The sweet siren song of New York City

So, when it comes right down to it, my damn mother nurtured to much New York into me as a kid.

As many of you know, I am the Chief Operating Officer of a company that has it’s head quarters in New York. My weekly travels to lower Manhattan have defined the better part of the last 14 months and now I have the weird sensation of missing New York when I head home almost as much as I miss my family when I head down. It got me thinking, how had this come to be?

I’ve always been “at home” where ever I have found myself living. I think my early adult experiences of working for Outward Bound and learning to sleep in sub-optimal cold and wet environments has made me appreciative of how generally nice modern living is. I mean, most of us have shelter and food, so why not be happy with where you happen to be?
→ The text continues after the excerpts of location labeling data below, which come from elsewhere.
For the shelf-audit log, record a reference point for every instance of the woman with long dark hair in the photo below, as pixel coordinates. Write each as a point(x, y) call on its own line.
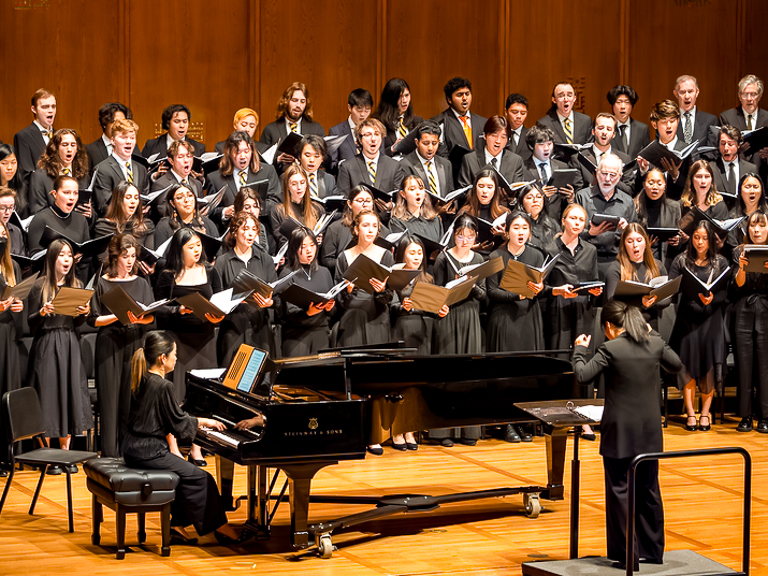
point(629, 360)
point(154, 413)
point(699, 332)
point(395, 111)
point(249, 323)
point(187, 271)
point(115, 342)
point(56, 368)
point(305, 331)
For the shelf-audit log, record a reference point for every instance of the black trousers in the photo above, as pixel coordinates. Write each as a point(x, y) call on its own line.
point(751, 350)
point(197, 496)
point(649, 510)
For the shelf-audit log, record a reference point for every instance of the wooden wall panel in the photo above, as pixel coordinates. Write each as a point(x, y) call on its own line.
point(575, 41)
point(431, 41)
point(330, 47)
point(70, 47)
point(182, 52)
point(668, 39)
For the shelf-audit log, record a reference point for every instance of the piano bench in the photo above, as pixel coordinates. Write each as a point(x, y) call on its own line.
point(125, 490)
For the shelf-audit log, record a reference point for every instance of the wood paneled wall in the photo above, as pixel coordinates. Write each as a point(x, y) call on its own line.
point(218, 57)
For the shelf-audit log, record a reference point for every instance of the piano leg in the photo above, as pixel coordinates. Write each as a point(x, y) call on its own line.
point(556, 443)
point(225, 473)
point(300, 482)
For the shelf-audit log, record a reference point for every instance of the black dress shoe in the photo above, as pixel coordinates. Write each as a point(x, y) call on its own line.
point(196, 462)
point(511, 435)
point(745, 425)
point(178, 539)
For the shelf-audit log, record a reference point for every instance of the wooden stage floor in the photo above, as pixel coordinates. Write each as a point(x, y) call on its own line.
point(702, 497)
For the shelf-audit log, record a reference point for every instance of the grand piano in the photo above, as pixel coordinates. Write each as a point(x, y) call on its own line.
point(325, 409)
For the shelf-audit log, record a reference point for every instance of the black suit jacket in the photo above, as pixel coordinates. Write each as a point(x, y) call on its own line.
point(29, 145)
point(355, 171)
point(453, 132)
point(521, 149)
point(158, 146)
point(411, 165)
point(108, 175)
point(277, 130)
point(721, 178)
point(97, 153)
point(701, 131)
point(511, 167)
point(168, 179)
point(582, 127)
point(348, 148)
point(639, 138)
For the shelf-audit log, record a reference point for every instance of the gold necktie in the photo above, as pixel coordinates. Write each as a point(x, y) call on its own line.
point(467, 131)
point(568, 131)
point(431, 178)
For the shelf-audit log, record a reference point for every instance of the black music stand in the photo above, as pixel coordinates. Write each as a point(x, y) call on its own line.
point(558, 419)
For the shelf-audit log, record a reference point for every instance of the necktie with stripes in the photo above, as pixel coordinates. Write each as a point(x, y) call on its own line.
point(467, 130)
point(431, 178)
point(568, 131)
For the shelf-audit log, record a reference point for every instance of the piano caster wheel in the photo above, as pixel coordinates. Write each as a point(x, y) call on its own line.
point(532, 505)
point(325, 546)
When Torri and I got married back in 1994 we were both living in Syracuse together. I was relatively happy she thought the place was cold and miserable. After Torri finished her Ph.D., Lincoln Nebraska was next on our itinerant journey west to San Diego. In Nebraska we were comfortable in our accommodations, but the community was a little bit like stepping into “The Stepford Wives” so one morning we packed it all in and drove west. We broke up the two day journey by staying in Dodge Kansas just so we could say “Let’s get the hell out of Dodge” when we woke up.
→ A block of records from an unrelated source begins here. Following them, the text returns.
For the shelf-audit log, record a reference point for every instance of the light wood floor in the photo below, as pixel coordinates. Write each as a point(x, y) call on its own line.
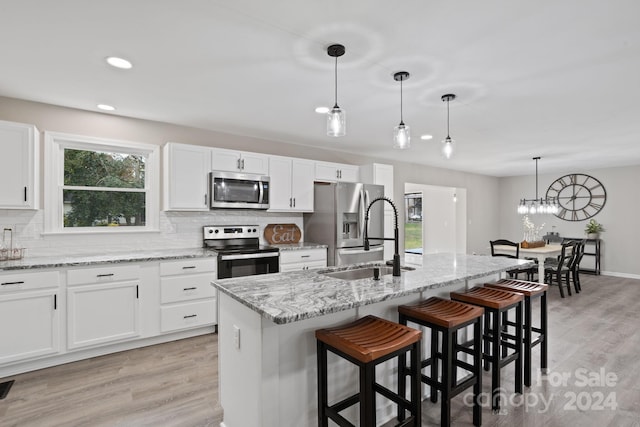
point(176, 384)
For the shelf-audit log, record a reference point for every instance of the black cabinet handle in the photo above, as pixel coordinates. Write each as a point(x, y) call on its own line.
point(12, 283)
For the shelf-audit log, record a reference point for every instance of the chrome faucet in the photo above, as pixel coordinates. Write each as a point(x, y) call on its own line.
point(396, 255)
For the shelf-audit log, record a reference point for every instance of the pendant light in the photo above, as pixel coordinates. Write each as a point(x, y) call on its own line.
point(548, 205)
point(401, 133)
point(447, 144)
point(336, 117)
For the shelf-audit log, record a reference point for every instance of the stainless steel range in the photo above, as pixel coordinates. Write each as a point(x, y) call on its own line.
point(239, 250)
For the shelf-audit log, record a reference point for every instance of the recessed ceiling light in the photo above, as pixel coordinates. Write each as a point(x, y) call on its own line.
point(106, 107)
point(114, 61)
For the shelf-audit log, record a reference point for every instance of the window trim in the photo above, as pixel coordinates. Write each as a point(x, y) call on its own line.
point(54, 145)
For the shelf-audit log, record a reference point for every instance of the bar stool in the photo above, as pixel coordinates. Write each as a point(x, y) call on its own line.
point(447, 317)
point(495, 302)
point(366, 343)
point(530, 290)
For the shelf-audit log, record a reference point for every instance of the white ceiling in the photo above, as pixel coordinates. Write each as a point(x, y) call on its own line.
point(556, 79)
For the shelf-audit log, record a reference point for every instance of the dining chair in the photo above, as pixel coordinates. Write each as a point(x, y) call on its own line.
point(528, 271)
point(575, 268)
point(559, 273)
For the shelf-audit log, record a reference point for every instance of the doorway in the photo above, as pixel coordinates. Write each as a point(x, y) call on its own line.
point(435, 221)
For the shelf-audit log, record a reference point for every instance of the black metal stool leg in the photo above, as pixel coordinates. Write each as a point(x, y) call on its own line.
point(527, 341)
point(323, 421)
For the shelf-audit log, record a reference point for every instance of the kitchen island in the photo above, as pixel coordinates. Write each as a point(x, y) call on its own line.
point(267, 348)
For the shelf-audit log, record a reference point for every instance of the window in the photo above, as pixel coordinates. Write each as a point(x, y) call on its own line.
point(99, 185)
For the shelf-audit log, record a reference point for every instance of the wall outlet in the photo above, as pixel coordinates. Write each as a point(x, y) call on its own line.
point(236, 336)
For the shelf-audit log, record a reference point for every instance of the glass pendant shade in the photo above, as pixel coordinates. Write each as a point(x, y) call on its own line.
point(336, 117)
point(336, 122)
point(547, 205)
point(401, 137)
point(447, 147)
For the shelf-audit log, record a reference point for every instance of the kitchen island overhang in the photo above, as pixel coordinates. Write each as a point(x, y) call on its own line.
point(266, 331)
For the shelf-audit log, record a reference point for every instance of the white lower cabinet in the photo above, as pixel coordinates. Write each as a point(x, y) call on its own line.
point(102, 306)
point(303, 259)
point(187, 299)
point(29, 316)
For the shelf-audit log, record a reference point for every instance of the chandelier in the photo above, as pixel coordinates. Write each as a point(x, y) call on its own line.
point(547, 205)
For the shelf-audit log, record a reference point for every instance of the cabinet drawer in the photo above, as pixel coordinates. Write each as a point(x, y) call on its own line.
point(299, 266)
point(29, 281)
point(185, 288)
point(188, 266)
point(188, 315)
point(103, 274)
point(305, 255)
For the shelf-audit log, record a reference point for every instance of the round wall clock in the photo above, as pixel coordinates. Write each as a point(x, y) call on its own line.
point(579, 196)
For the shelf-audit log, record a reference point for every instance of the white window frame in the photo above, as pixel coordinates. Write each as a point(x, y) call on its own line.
point(54, 145)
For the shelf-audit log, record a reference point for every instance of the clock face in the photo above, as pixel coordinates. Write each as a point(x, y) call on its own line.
point(579, 196)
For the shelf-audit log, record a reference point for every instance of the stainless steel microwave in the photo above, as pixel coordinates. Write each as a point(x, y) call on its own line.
point(238, 190)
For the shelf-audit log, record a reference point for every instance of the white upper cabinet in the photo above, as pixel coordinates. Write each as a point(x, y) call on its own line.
point(186, 171)
point(239, 161)
point(19, 166)
point(332, 172)
point(291, 182)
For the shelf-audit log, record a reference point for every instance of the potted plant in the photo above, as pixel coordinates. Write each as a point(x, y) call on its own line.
point(593, 229)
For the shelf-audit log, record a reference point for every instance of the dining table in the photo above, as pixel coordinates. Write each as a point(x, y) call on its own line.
point(540, 253)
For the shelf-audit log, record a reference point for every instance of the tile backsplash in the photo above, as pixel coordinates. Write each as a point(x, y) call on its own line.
point(177, 230)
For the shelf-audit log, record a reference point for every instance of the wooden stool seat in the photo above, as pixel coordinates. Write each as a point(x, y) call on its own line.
point(366, 343)
point(490, 298)
point(369, 338)
point(529, 289)
point(441, 312)
point(445, 319)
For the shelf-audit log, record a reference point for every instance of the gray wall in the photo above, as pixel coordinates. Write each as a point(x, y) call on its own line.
point(181, 229)
point(619, 215)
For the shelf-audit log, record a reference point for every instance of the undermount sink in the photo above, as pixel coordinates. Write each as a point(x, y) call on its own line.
point(362, 273)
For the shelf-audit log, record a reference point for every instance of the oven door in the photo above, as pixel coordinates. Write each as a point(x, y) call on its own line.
point(239, 191)
point(239, 264)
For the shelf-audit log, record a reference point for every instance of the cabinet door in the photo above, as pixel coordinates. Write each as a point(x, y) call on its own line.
point(30, 325)
point(225, 160)
point(327, 171)
point(254, 163)
point(349, 173)
point(302, 175)
point(100, 314)
point(186, 177)
point(19, 166)
point(280, 180)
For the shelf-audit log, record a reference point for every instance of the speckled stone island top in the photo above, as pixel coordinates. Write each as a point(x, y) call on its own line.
point(58, 261)
point(293, 296)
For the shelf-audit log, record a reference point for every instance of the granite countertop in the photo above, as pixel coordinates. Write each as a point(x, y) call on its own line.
point(293, 296)
point(300, 246)
point(105, 258)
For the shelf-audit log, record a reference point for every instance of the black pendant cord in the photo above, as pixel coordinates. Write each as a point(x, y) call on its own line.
point(448, 137)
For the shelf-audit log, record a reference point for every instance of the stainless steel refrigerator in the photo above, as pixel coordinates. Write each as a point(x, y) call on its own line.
point(338, 221)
In San Diego we lived for a year and then it was off to the San Francisco Bay Area. July 1st of 1997 found us (on Apple’s dime) moving to Acton Massachusetts to be closer to Torri’s parents with our oldest child approaching the tender age of 1. The truth is, Home is where your family is.

Except when it isn’t.

My mother grew up on Ocean Avenue in Brooklyn. Almost every year my mother would drag me back to “The Old Country” for visits. We spent most of our time in Manhattan visiting my mother’s many United Nations friends from her time working as a speech writer for Carlos Romulo. I learned about the subways, the bridges, the tall buildings. I always enjoyed out trips there, even if sometimes the muggy summer air left a lot to be desired of in a friend’s apartment who didn’t “believe” in air conditioning.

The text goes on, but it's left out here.